Wednesday, June 20, 2007

Foam on the Range


A word about foam. Spuma. Froth. Emulsion. Whatever. This is an increasingly popular menu technique, so widespread that it should (whew) soon be a thing of the trendy food past.

What it is supposed to be, when successfully executed, is an exciting textural and flavor experience, with a subtle essence or surprising taste element dancing on one's tongue then shoopt! disappearing on angel's wings in the pop of a bubble.

What it is most of the time is a spewy-looking, bubbly blob-- a clumsy nod to the idol-worship of food pioneer Ferran Adria, and evidence of the widening concentric circles of his influence in the surprisingly small puddle that is high-end restaurant food. (If you don't believe it's trendy, try searching "horseradish"--or beet, or wasabi, or any other secondary ingredient--+"foam" on google.)

I understand it, but I don't like it. There are many unpleasant things that I could tell you it reminds me of, but the next time you see it on your plate, you'll know exactly what I'm talking about. It is unpleasant to look at, something I have to make myself overcome before I dig in.

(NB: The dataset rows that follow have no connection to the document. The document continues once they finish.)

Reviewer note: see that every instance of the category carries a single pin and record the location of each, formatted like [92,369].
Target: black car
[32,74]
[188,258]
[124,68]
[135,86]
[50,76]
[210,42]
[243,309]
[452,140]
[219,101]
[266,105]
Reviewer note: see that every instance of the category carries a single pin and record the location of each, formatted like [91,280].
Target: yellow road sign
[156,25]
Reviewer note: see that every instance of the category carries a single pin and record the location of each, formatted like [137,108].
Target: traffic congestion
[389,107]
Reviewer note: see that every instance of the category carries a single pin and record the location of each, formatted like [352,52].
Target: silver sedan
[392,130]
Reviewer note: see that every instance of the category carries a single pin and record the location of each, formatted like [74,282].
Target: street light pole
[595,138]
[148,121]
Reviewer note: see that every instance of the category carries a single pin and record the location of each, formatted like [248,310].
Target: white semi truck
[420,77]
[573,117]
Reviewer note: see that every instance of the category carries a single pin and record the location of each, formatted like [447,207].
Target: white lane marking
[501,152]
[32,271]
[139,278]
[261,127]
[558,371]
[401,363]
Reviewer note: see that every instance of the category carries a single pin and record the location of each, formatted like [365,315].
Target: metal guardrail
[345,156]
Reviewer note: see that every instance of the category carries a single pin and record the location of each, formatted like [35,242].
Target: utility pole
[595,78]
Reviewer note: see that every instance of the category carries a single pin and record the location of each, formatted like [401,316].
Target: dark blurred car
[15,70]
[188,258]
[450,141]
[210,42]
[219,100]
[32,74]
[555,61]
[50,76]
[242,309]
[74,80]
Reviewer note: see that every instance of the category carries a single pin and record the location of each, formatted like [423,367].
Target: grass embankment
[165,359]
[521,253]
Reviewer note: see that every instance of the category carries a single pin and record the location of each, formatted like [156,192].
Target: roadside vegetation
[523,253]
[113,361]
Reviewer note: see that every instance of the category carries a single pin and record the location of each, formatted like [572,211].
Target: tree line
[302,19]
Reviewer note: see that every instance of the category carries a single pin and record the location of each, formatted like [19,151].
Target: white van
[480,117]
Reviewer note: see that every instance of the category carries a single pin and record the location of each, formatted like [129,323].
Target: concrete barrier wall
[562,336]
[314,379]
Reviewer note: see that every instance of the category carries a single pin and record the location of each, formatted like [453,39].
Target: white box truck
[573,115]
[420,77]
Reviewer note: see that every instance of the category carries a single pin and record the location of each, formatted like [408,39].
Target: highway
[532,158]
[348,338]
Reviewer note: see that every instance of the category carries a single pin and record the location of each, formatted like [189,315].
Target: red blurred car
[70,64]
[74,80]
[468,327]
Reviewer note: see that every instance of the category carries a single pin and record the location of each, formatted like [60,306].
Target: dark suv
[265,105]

A friend told me once that she didn't like overly precious or composed plates, because she always wondered how many people in the kitchen had to play with her food before she got to eat it. I feel a similar way about foam. Does it have to be "playful" or bear the mark of in-the-know pseudo-innovation to be good? There are people (see Thomas Keller, another example) who can pull off cheeky haute-gustatory feats--people who have refined palates and a stunning sense of balance and restraint. And then there are people who should not try this at home. They do anyway. I'll be so glad when this whole frothy mess blows over.